Предревняя, самолично добытая услада-смола - целебное истинно сибирское лакомство... Наскребанная мальчишескими отросшими ногтями из терпких, сочно-смолянистых натеков кедрача, липучая услада с живейшим азартом перемалывается частично молочными резцами, - как же звучно циркал-щелкал я ею!
Сибирская, цвета кофейных ирисок, жвачка (по прозвищу "сера"), которая и поныне затмевает (и по вкусовым и по целительным меркам) любые нынешние патентованные легионы отечественных и закордонных химических резинок, со всеми их сверхпользительными сверхнаянливыми дебильными рекламными роликами-аннотациями.
Да, электронная тележвачка, которая повсеместно и круглосуточно сопутствует нынешнему непутевому младому поколению, - никуда от нее не деться и скрыться, все равно достанет и прижвачит, пришпилит к своему шпилю Останкинскому...
В мои волшебные далекие лета просмотр телевизора заключал в себе некий торжественный ритуал, почти что праздничный.
Телеприемник с линзой-приставкой стоял у наших соседей по коммунальной секции, к которым мама иногда (по моей настойчивой просьбе: мам, ну вот такая киношка будет, а?!) по вечерам стучалась и вежливо просила разрешения посмотреть кино.
Разумеется, я с молчаливым довольным видом увязывался и, устроившись в самом удобном месте, прямо напротив линзы-экрана, начисто забывал все на свете.
Я сражался вместе с нашими геройскими военными моряками в героическом фильме "Жажда", или запросто дружил с совершенно замечательной овчаркой по кличке Мухтар, от которой скрыться уголовному преступнику нет никакой возможности, или изо всех мальчишеских сил переживал за прекрасную японскую девочку, которая медленно умирала от американской атомной бомбы, а ей слали со всего мира миллионы бумажных голубей, - слали мальчишки и девчонки, которые не хотели верить, что японская девочка должна все равно умереть...

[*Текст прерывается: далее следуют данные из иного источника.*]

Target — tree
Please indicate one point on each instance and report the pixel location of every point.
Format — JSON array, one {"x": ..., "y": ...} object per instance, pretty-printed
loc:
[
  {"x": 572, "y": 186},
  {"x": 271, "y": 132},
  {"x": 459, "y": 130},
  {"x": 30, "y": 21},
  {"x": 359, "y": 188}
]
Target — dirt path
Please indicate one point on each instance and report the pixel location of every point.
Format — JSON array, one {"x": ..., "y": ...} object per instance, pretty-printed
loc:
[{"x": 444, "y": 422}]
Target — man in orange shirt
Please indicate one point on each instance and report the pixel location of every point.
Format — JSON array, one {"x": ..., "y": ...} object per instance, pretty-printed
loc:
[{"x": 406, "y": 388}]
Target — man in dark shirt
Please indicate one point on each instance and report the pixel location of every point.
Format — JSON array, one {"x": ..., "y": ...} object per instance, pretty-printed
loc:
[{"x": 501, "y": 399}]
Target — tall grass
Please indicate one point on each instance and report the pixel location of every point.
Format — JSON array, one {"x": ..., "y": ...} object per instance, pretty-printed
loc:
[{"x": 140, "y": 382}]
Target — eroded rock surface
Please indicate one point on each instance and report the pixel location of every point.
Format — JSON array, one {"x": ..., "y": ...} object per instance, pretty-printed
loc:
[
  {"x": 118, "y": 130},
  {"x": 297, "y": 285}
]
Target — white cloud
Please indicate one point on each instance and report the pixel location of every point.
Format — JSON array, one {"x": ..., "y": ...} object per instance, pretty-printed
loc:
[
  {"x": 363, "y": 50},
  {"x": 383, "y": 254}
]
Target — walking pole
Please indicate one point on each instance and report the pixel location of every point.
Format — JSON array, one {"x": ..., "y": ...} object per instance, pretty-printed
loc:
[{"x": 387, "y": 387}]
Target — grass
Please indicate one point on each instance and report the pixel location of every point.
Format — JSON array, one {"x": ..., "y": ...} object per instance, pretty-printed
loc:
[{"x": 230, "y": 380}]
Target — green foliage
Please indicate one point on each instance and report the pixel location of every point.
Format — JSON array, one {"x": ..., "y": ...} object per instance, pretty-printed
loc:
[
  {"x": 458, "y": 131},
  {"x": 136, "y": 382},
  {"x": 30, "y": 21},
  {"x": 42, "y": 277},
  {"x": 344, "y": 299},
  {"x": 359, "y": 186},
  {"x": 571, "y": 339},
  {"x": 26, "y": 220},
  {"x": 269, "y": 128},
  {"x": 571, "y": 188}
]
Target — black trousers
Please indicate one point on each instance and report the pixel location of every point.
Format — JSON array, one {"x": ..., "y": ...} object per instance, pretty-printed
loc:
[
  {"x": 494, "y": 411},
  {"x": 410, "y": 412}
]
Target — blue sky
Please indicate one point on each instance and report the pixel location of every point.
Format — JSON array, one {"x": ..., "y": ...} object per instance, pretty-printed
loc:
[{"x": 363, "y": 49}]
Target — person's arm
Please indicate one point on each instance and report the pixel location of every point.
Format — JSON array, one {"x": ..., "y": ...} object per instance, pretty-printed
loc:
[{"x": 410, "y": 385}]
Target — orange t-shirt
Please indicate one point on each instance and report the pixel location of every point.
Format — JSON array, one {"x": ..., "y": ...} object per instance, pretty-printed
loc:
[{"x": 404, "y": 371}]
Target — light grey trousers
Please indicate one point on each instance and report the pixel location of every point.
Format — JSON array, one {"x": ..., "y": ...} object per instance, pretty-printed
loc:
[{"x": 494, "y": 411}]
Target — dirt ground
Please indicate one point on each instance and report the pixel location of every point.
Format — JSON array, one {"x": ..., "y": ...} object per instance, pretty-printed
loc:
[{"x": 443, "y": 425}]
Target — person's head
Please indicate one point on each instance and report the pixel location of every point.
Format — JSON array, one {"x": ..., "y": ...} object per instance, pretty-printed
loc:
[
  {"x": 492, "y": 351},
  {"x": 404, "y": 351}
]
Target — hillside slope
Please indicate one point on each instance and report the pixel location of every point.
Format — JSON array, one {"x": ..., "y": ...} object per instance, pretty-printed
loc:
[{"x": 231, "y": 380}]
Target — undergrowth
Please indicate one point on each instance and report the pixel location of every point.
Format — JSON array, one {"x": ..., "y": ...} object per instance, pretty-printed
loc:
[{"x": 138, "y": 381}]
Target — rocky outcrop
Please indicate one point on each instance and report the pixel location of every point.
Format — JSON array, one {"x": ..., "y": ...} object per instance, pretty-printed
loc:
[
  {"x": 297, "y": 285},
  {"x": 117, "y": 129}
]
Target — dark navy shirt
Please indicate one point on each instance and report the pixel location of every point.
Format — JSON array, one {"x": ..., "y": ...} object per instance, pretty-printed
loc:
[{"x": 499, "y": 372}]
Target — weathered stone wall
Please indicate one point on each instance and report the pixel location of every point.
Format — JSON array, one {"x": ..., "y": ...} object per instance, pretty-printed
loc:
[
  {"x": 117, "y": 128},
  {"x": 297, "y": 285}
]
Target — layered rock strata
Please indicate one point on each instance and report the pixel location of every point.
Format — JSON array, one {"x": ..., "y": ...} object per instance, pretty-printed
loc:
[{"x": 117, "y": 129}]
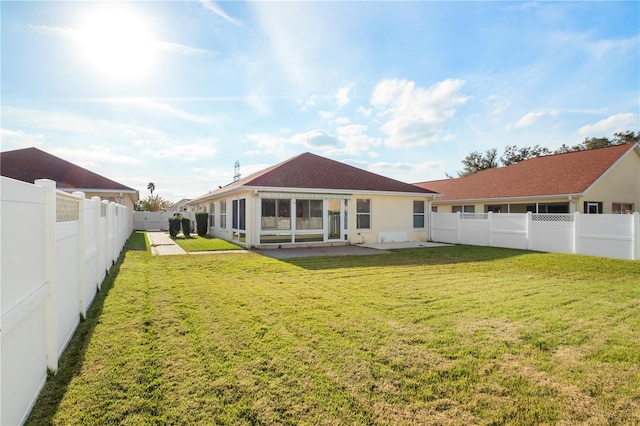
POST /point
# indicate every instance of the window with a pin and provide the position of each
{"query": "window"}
(418, 214)
(238, 211)
(276, 214)
(363, 213)
(223, 214)
(593, 207)
(621, 208)
(309, 214)
(463, 209)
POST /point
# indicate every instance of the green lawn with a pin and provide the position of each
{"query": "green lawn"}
(196, 243)
(450, 335)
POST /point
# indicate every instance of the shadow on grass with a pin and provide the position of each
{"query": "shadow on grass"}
(407, 257)
(71, 361)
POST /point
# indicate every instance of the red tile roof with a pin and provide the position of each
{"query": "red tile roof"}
(310, 171)
(30, 164)
(560, 174)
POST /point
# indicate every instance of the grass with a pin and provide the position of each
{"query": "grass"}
(452, 335)
(197, 243)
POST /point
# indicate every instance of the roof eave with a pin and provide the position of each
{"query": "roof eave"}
(222, 192)
(524, 197)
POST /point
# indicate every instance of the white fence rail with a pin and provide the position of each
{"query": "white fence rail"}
(605, 235)
(56, 250)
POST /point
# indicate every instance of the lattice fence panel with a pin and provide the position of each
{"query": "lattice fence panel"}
(474, 216)
(552, 217)
(67, 209)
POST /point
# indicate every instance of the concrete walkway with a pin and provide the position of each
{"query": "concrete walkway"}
(162, 245)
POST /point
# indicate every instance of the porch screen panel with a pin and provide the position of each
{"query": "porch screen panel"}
(309, 214)
(276, 214)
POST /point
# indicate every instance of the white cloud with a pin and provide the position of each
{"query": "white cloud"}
(309, 103)
(159, 107)
(94, 155)
(80, 36)
(188, 152)
(342, 97)
(327, 115)
(55, 120)
(16, 139)
(365, 111)
(213, 6)
(497, 104)
(410, 172)
(611, 125)
(416, 115)
(532, 118)
(314, 139)
(354, 139)
(181, 49)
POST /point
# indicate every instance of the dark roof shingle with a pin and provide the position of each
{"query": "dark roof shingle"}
(315, 172)
(560, 174)
(30, 164)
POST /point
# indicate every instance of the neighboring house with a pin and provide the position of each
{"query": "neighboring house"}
(603, 180)
(30, 164)
(177, 207)
(309, 200)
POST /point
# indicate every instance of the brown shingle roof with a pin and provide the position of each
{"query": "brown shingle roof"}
(310, 171)
(30, 164)
(560, 174)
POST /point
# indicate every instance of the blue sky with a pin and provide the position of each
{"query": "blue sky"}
(176, 92)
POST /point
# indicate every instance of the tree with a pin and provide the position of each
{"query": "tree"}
(477, 161)
(153, 203)
(513, 154)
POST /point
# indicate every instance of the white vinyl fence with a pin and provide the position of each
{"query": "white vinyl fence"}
(56, 250)
(605, 235)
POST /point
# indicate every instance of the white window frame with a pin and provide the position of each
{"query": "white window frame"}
(360, 214)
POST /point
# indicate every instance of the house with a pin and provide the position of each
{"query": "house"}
(30, 164)
(312, 200)
(603, 180)
(177, 207)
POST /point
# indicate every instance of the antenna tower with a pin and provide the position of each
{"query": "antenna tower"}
(236, 171)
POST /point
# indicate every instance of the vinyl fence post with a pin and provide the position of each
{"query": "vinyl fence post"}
(635, 232)
(82, 290)
(100, 250)
(51, 317)
(490, 218)
(528, 226)
(576, 233)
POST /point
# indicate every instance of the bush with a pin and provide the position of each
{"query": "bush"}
(174, 226)
(202, 219)
(186, 227)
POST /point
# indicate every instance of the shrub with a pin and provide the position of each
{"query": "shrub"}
(202, 219)
(174, 226)
(186, 227)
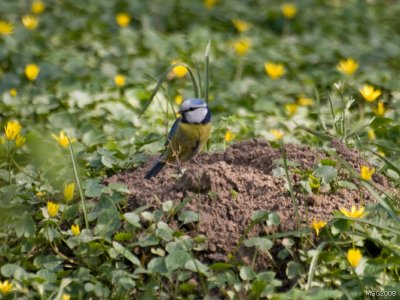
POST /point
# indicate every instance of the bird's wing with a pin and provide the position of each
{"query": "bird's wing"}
(173, 130)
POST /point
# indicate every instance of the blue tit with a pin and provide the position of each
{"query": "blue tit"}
(187, 136)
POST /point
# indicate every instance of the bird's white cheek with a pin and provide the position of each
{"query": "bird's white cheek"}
(196, 116)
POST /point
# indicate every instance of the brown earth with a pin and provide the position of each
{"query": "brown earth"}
(228, 187)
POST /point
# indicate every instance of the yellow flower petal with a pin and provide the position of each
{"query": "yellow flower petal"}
(75, 229)
(6, 28)
(32, 71)
(241, 26)
(229, 136)
(369, 93)
(277, 134)
(366, 172)
(347, 66)
(289, 10)
(209, 4)
(179, 70)
(20, 141)
(241, 46)
(12, 130)
(274, 70)
(52, 208)
(62, 139)
(5, 287)
(30, 22)
(69, 191)
(119, 80)
(354, 257)
(318, 225)
(354, 212)
(37, 7)
(123, 19)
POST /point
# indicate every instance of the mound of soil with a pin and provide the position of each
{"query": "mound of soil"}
(228, 187)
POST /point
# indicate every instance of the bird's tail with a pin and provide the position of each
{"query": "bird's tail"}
(155, 169)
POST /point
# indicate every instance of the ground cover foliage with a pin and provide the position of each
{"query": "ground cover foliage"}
(76, 75)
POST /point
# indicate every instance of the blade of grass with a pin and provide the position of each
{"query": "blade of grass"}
(313, 265)
(198, 74)
(78, 182)
(207, 70)
(161, 81)
(285, 166)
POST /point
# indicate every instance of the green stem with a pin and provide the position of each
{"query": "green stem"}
(285, 165)
(78, 181)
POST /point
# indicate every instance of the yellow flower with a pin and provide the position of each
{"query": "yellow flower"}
(62, 139)
(380, 111)
(304, 101)
(291, 108)
(52, 208)
(20, 141)
(369, 93)
(366, 172)
(228, 136)
(123, 19)
(5, 287)
(209, 4)
(317, 225)
(179, 71)
(274, 71)
(289, 10)
(6, 28)
(37, 7)
(241, 26)
(277, 134)
(75, 229)
(354, 213)
(354, 257)
(347, 66)
(119, 80)
(314, 182)
(241, 46)
(30, 22)
(39, 194)
(13, 92)
(12, 130)
(69, 191)
(32, 71)
(178, 99)
(66, 297)
(371, 135)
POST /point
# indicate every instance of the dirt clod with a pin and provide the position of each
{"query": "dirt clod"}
(228, 187)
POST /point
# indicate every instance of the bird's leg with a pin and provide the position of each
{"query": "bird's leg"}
(178, 162)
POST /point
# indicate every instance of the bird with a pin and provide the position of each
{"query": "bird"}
(187, 136)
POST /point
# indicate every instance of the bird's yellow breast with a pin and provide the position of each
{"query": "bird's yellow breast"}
(188, 141)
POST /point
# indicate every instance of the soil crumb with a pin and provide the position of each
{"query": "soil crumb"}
(228, 187)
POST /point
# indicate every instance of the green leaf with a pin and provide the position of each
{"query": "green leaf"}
(294, 270)
(133, 219)
(126, 253)
(246, 273)
(177, 260)
(263, 244)
(24, 226)
(327, 173)
(347, 185)
(157, 265)
(188, 217)
(164, 232)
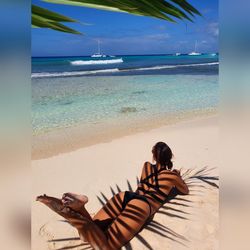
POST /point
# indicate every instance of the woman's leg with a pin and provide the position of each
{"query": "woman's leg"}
(110, 211)
(122, 230)
(128, 223)
(87, 229)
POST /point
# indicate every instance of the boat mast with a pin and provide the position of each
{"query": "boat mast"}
(99, 49)
(195, 47)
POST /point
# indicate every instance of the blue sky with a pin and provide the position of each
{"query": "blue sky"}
(124, 34)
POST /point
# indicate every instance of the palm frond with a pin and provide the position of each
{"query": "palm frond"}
(44, 18)
(166, 10)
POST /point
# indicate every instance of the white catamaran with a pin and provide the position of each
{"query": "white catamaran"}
(194, 53)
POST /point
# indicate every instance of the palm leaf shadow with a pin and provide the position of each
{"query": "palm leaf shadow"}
(192, 177)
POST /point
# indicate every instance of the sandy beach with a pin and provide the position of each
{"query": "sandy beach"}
(188, 222)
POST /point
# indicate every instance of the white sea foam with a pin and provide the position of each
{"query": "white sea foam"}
(93, 72)
(175, 66)
(72, 73)
(90, 62)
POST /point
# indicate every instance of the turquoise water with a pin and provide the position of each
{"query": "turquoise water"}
(87, 100)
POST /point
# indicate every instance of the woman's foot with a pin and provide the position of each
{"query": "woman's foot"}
(74, 201)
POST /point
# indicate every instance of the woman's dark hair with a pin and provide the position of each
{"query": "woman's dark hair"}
(163, 154)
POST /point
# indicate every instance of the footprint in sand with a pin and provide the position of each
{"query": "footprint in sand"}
(59, 234)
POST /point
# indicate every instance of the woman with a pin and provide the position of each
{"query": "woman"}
(127, 212)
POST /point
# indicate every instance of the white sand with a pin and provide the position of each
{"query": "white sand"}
(93, 169)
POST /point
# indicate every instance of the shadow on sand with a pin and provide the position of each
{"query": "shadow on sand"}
(196, 179)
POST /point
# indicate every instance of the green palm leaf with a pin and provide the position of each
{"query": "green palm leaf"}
(43, 18)
(166, 10)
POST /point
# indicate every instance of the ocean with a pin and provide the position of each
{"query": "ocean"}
(68, 91)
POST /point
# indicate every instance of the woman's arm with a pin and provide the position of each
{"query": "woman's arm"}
(180, 183)
(146, 171)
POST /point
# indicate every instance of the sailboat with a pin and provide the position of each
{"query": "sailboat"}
(98, 54)
(194, 53)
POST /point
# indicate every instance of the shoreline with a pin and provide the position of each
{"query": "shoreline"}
(66, 140)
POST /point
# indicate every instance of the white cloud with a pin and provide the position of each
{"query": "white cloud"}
(213, 29)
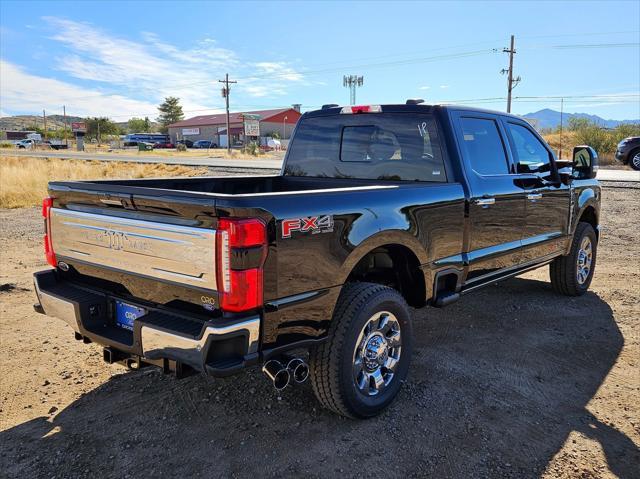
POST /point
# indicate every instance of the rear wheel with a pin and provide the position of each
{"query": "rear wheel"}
(571, 275)
(359, 370)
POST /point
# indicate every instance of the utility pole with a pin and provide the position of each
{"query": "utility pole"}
(561, 119)
(352, 82)
(64, 112)
(511, 81)
(225, 95)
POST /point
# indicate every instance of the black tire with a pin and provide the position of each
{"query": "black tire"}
(332, 363)
(634, 164)
(564, 270)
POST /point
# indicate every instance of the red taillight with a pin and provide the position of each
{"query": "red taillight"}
(47, 204)
(239, 289)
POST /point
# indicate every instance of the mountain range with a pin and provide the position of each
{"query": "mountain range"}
(548, 118)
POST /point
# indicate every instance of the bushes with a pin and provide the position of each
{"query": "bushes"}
(604, 141)
(582, 131)
(252, 149)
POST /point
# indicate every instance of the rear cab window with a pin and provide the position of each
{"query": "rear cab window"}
(376, 146)
(483, 146)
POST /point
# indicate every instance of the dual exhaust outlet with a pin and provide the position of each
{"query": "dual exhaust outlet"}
(285, 370)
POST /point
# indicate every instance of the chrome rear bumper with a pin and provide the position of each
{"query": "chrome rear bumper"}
(154, 336)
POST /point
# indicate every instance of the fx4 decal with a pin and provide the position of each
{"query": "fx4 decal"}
(313, 224)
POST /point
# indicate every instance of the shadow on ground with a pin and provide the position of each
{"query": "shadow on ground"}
(498, 382)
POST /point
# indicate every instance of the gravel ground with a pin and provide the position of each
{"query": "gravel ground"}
(513, 381)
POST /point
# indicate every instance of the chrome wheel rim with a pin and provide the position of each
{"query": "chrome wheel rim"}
(377, 353)
(585, 258)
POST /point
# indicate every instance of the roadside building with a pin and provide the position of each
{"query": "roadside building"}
(15, 135)
(214, 127)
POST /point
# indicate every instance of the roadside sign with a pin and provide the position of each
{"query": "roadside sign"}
(79, 126)
(251, 127)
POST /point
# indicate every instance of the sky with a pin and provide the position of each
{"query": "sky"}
(120, 59)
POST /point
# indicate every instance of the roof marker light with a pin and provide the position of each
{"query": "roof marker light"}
(361, 109)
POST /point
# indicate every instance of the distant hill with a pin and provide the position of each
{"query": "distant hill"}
(24, 122)
(548, 118)
(54, 122)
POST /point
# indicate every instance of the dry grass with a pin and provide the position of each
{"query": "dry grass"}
(569, 140)
(23, 180)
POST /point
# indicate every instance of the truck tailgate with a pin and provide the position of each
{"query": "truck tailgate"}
(156, 250)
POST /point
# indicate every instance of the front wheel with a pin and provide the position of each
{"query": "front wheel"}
(359, 370)
(571, 275)
(635, 160)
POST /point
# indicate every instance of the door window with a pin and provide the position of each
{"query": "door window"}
(483, 146)
(530, 153)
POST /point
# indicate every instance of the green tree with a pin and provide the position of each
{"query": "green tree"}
(138, 125)
(99, 127)
(625, 130)
(170, 112)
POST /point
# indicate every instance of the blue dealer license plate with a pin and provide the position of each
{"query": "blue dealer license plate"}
(126, 314)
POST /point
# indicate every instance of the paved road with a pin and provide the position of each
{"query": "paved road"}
(619, 175)
(143, 158)
(604, 174)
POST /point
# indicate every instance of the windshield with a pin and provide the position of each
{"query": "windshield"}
(400, 147)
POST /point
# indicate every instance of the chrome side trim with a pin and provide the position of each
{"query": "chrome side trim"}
(160, 344)
(157, 250)
(57, 307)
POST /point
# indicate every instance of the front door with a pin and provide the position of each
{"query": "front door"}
(497, 203)
(547, 200)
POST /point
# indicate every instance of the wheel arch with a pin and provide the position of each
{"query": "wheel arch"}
(394, 258)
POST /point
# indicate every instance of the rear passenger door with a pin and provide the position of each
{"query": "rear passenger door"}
(547, 199)
(497, 203)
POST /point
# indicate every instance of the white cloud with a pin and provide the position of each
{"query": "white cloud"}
(23, 92)
(132, 76)
(151, 69)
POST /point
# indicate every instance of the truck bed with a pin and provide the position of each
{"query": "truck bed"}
(241, 185)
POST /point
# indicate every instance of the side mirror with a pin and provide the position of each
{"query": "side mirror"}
(565, 171)
(585, 162)
(525, 167)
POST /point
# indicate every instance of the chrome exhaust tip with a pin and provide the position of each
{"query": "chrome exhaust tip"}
(278, 374)
(298, 369)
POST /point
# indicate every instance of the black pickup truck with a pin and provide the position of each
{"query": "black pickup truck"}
(312, 272)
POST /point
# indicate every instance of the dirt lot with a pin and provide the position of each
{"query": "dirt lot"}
(513, 381)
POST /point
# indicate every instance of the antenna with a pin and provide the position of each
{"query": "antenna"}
(352, 82)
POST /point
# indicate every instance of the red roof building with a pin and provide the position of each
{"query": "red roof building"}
(214, 127)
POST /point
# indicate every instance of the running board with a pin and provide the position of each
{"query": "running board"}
(446, 299)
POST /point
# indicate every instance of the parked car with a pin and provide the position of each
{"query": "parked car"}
(204, 144)
(164, 144)
(628, 152)
(25, 144)
(55, 144)
(377, 208)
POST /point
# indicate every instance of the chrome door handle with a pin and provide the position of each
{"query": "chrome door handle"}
(485, 201)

Забытье перед линзовым телеэкраном, перед славным, удалым и погибающим Чапаевым и чудесно выжившим прехрабрым летчиком Маресьевым, который на своих скрипучих страшных деревянных ногах, лихо отплясывал перед страшной летно-медицинской комиссией, - это забытье было истинным мальчишеским праздником.
Праздником для жадных мальчишеских глаз, ушей, всех сверхобостренных книжным многочтением чувств вольного благодарного телесозерцателя. Созерцателя, который вдруг совсем не по-мужски принимался шмыгать и тереть глаза...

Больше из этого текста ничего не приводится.